# soil with manure



## akward_silence91 (Apr 24, 2010)

I know most soils come with manure, but I wanna just clarify if its safe or not to have that stuff in the substrate. It says on the package "do not let animals consume" but there is no other options of when it comes to soil. Its organic, all natural. theres no additives and stuff like that. HELP ME OUT!!! thanks.


----------



## chelvis (Apr 24, 2010)

The problem with manure is you don't know what the cow or chicken or pig or whatever animal the manure came from has consumed or passed. Organic means there is no chemicals which is great, but if one of the animals had e.coli or some other bug there is a good chance your tegu could get it, cus lets face it all our lizards eat some of their dirt.
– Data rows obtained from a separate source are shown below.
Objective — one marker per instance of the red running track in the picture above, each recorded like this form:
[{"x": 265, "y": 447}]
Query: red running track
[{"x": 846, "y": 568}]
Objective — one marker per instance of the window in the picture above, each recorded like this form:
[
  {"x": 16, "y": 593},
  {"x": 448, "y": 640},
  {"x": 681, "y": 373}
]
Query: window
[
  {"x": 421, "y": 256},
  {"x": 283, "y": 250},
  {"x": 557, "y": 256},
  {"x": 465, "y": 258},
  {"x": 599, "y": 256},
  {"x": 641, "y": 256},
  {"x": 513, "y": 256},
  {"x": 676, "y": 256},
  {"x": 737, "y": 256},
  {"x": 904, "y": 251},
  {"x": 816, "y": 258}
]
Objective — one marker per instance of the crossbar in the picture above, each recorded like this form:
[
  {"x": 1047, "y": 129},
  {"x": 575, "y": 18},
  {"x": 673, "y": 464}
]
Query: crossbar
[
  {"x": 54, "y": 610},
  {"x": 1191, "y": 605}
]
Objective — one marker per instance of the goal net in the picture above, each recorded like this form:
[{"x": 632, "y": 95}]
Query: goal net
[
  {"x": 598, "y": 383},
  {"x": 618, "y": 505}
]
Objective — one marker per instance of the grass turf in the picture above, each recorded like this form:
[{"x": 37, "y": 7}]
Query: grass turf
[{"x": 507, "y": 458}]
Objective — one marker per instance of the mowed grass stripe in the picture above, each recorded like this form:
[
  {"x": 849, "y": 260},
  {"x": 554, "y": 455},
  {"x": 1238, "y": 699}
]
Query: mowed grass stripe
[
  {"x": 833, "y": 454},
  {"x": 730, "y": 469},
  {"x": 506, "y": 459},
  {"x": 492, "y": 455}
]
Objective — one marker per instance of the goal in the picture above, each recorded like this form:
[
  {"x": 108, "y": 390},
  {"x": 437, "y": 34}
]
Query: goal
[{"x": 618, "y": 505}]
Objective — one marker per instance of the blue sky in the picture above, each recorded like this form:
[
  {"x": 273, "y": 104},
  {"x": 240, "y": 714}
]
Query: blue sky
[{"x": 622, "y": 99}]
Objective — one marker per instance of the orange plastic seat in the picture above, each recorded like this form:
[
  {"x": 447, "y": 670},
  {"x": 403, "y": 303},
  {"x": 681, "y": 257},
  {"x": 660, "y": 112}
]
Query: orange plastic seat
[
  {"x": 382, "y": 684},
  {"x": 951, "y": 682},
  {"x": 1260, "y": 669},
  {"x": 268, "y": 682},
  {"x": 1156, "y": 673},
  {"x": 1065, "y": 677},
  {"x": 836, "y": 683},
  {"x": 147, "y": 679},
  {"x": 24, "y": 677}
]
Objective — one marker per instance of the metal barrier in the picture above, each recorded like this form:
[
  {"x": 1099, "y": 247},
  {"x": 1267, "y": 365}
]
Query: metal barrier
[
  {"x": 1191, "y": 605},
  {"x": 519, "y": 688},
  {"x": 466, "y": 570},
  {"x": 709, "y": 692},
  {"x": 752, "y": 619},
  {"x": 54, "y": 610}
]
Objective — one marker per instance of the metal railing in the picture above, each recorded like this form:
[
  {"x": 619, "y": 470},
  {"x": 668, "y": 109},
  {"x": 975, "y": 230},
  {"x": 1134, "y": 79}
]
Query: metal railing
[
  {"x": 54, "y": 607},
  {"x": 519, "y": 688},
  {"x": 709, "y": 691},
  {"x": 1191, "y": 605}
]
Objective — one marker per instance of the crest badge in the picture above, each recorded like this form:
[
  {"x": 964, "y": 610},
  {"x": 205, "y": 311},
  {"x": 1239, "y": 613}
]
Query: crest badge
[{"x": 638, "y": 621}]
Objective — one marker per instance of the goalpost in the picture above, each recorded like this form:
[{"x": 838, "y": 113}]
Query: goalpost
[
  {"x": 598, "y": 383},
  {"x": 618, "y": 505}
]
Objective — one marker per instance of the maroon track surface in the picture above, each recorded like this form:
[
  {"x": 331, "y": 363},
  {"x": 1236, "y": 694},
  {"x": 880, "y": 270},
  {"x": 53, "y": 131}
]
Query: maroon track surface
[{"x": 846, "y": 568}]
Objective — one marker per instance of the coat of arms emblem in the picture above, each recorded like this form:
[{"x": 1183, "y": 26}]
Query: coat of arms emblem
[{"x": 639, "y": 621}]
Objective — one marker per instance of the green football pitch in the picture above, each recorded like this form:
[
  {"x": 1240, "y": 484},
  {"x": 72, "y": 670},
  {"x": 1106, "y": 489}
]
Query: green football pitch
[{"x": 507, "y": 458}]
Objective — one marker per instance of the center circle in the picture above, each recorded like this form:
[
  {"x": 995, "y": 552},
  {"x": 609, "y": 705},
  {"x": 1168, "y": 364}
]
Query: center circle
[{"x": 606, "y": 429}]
Try finding a mulch instead, i know in cali it can be hard to find anything other than ceder, pine, or redwood but you can find orchird bark which is a great alternative or even peat moss.


----------



## akward_silence91 (Apr 24, 2010)

ok, but what should i use underneath the mulch? should i just use all cypress? cause i finally got my hands on some recently at an expo. isn't it like 3/4 soil and 1/4 cypress mulch?


----------



## Mr Critter (Apr 25, 2010)

You can use all cypress.


----------



## chelvis (Apr 25, 2010)

I agree all cypress is much better. It holds humidity well without soil.


----------



## akward_silence91 (Apr 25, 2010)

thank you guys so much!! I gave the soil back and used alcypress and he seems to be really happy. I remodeled everything, so I feel a lot better about his cage now.


----------